Review for CR 6728865 : Improved heuristics for Collections.disjoint()

Mike Duigou mike.duigou at oracle.com
Sun Dec 19 22:42:39 UTC 2010


On Dec 17 2010, at 17:02 , Rémi Forax wrote:

> On 12/18/2010 01:31 AM, Mike Duigou wrote:
>> I've posted a webrev for review at
>> 
>> http://cr.openjdk.java.net/~mduigou/6728865.0/webrev/
>> 
>> which improves the behaviour of Collections.disjoint() when the collection c1 is not a Set and is larger than c2.
>> 
>> http://bugs.sun.com/bugdatabase/view_bug.do?bug_id=6728865
>> 
>> I've included some other micro-optimizations suggested by the issue and by common usage.
>> 
>> One optimization, the checks whether either collection is empty using isEmpty(), may slightly degrade performance relative to the current implementation but should be a good tradeoff for cases where either of the collections are empty.
>> 
>> I've also upgraded the javadoc to newer style conventions and included the missing @return.
>> 
>> Any comments or feedback welcome.
>> 
>> Mike
> 
> Hi Mike,
> I think that comparing size() is not a good idea because
> - for some collections, size() is not a constant operation

Understood. I use isEmpty() in the case where only one of c1 and c2 is a set for this reason.

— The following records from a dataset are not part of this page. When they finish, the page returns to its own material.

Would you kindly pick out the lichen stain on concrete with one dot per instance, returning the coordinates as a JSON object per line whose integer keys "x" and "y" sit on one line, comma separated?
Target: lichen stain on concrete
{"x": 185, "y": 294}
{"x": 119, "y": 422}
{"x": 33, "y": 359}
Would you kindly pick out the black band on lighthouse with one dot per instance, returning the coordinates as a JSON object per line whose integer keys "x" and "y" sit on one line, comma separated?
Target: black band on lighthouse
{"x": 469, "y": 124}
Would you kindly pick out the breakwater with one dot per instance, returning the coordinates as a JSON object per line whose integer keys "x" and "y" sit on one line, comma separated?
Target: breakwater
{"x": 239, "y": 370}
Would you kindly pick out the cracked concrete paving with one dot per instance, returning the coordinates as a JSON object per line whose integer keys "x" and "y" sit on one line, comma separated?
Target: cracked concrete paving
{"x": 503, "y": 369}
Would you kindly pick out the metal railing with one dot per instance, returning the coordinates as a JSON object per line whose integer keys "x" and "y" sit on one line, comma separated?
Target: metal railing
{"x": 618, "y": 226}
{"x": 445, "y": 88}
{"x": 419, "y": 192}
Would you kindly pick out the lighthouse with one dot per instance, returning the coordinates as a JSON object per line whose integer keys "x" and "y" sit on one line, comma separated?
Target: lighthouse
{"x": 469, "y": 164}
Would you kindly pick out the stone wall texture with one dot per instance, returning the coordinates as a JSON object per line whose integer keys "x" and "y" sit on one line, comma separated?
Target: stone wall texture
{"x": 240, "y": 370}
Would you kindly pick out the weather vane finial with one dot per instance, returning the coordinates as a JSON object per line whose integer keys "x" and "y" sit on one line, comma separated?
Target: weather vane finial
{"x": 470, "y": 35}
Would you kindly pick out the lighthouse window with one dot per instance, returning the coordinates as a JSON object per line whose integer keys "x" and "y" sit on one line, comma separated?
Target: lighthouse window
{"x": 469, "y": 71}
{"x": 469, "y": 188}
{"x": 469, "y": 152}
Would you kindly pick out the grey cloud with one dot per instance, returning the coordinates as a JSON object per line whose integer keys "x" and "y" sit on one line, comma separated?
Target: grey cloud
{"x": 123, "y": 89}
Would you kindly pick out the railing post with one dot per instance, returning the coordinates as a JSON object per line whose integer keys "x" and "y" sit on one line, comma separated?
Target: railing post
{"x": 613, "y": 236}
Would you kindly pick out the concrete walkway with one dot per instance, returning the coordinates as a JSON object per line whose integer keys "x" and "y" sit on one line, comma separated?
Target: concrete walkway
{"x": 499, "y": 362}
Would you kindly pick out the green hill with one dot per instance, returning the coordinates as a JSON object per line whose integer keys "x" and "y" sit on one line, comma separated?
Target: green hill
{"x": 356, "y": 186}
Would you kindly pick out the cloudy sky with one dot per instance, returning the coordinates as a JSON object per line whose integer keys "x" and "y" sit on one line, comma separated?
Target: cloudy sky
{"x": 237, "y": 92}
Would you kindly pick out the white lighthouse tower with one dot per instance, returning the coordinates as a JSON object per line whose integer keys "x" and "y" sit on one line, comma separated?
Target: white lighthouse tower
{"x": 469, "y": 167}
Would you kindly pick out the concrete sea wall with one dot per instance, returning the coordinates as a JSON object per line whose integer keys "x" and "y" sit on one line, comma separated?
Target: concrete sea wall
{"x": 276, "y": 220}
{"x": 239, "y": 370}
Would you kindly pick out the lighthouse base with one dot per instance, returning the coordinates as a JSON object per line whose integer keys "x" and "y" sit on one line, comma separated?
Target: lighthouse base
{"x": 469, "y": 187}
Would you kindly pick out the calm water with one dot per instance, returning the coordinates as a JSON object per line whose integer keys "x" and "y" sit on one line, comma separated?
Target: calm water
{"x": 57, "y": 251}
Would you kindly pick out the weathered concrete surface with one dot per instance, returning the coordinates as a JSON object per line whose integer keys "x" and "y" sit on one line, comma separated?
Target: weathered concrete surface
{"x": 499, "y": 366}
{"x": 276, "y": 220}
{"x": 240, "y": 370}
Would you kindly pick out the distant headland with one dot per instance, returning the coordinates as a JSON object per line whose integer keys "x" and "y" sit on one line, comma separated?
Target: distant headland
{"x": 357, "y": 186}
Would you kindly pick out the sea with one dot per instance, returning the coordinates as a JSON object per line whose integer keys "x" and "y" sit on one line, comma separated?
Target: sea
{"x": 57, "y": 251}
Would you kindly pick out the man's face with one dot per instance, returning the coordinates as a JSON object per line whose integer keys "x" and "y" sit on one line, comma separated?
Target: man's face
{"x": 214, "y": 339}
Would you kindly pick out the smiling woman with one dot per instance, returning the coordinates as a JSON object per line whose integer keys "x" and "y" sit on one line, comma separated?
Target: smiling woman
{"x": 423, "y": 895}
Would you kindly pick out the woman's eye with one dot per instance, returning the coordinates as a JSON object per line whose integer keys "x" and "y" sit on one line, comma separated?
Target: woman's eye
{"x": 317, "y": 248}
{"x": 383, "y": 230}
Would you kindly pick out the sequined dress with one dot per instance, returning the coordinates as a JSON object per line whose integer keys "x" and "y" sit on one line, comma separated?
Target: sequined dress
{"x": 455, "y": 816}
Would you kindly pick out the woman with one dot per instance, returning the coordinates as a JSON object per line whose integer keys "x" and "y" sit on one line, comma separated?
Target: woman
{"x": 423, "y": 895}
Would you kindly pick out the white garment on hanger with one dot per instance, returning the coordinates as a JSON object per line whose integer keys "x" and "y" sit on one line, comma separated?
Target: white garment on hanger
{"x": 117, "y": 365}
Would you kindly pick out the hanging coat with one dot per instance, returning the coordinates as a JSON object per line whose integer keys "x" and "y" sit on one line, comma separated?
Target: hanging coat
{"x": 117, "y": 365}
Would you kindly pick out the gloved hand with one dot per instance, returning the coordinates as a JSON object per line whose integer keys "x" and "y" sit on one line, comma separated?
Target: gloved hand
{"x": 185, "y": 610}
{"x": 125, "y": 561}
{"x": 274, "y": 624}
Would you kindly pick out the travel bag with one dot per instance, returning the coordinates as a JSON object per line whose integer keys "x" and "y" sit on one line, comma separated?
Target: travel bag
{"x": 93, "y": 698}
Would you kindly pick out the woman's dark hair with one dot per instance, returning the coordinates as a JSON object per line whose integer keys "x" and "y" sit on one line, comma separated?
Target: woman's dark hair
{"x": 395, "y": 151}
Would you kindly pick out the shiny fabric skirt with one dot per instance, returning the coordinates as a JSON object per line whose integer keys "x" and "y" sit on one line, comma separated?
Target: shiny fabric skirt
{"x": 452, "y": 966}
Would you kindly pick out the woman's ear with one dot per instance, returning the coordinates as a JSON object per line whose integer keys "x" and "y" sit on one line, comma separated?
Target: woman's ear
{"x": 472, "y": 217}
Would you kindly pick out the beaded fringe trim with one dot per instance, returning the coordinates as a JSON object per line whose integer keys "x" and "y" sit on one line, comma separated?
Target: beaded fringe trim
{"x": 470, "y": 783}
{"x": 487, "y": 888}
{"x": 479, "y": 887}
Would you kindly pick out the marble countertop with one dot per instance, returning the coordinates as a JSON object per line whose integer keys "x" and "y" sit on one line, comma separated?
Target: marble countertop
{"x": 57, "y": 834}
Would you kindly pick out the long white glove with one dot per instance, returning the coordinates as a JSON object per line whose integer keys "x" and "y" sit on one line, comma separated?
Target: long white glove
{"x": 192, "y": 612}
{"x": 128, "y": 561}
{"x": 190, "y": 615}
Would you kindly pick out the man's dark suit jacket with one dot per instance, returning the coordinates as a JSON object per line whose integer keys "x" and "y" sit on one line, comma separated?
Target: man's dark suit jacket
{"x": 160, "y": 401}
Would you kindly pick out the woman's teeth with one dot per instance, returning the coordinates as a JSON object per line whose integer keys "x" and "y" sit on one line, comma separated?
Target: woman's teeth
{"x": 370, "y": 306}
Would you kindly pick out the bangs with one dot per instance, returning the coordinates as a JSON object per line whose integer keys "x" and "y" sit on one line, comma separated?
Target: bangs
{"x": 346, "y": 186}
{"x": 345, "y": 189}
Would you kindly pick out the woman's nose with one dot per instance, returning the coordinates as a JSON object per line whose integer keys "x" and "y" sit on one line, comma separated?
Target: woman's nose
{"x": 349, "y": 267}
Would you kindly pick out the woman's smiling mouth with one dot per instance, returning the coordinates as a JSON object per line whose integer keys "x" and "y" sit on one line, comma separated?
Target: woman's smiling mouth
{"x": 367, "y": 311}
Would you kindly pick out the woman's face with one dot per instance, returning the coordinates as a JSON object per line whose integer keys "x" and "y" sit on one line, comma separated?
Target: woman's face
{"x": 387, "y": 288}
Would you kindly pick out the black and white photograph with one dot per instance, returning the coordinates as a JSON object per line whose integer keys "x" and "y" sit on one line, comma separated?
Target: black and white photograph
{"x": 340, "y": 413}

> - you compare size() when c1 and c2 are sets which
>  may cause a performance regression because
>  disjoint(treeSet, hashSet) has not the same complexity as
>  disjoint(hashSet, treeSet).

This is a good point but perhaps indicates that it might be worth adding further handling that prioritizes which collection is used for contains()

The order of preference would seem to be :

Collection : O(unspecified but probably no worse than N/2)
Set        : O(hopefully < N/2) 
TreeSet    : O(log2 N) 
HashSet    : O(1 + (1-loading))

There's always an issue though when c1 and c2 are of very unequal size particularly when either collection is very small. I wonder if there are cases where checking the relative size() is worth the cost.

For now I will remove the size check in the case where both are Sets.

> Otherwise, you declare some local variables final.
> Declaring a local variable as final doesn't appear in the generated bytecode.
> The usual convention for the source of the JDK is to use final
> in front of a local variable only when needed (inner class).

I agree it's overkill and unnecessary. I will remove it. I had put it in while checking for reassignment in an intermediate revision.